Coleman didn’t publish self-aggrandizing memoirs or bask in post-war fame. Her work was archival, observational, and accountable. She left documentation, not declarations.

This challenges a modern trend: performative allyship on social media or in nonprofit spaces where white “wokeness” is often rewarded. Coleman didn’t need to be seen doing the work; she just did the work.


**5. The Philosophy of Solidarity

“My sympathy is not for a race or a class, but for the whole world…”

This quote illustrates Coleman’s universalist ethic, but the narrator is careful to clarify: she didn’t use this as a shield to avoid specific advocacy. She acted through the particular to serve the universal.

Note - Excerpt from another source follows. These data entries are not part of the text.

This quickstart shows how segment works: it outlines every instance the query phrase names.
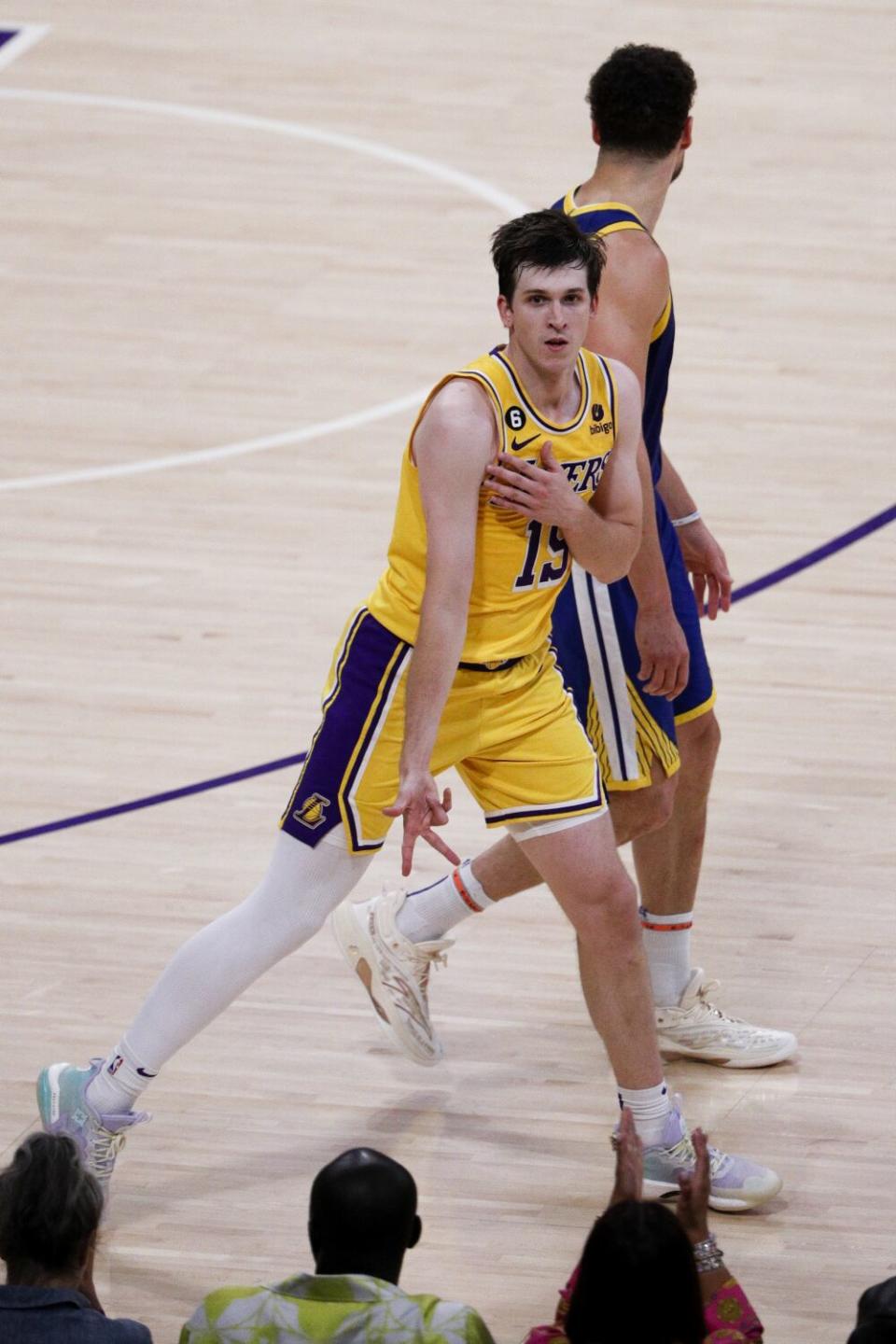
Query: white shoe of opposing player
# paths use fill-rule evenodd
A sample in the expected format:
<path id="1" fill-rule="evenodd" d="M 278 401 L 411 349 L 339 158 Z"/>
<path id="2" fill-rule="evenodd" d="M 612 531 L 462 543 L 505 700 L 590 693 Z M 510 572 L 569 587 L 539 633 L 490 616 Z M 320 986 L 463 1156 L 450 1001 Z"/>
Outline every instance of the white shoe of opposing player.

Unlike many modern “colorblind” progressives who dilute racial justice under the guise of humanism, Coleman’s sympathy had teeth—it wasn’t abstract. It moved her body, her resources, and her moral compass directly into the fire.


**6. Justice Requires Proximity, Sacrifice, and Accountability

This final summation is both elegant and deeply informed. It’s a direct answer to modern conversations around allyship:

  • Proximity means showing up—not just for photo ops, but consistently and in dangerous spaces.
  • Sacrifice means giving something up: comfort, reputation, safety.
  • Accountability means not making yourself the hero, but checking your own people and amplifying the truth.

Conclusion: Why Lucy Coleman Matters Today

In a time where allyship is often diluted by aesthetics, hashtags, and DEI checkboxes, Coleman reminds us of an older and rarer model—one forged in physical proximity to risk and rooted in principled humility.

Her story forces us to reconsider what it means to be a true accomplice in the struggle for justice. She didn’t need to be perfect. She needed to be present. And that’s a lesson many still haven’t learned.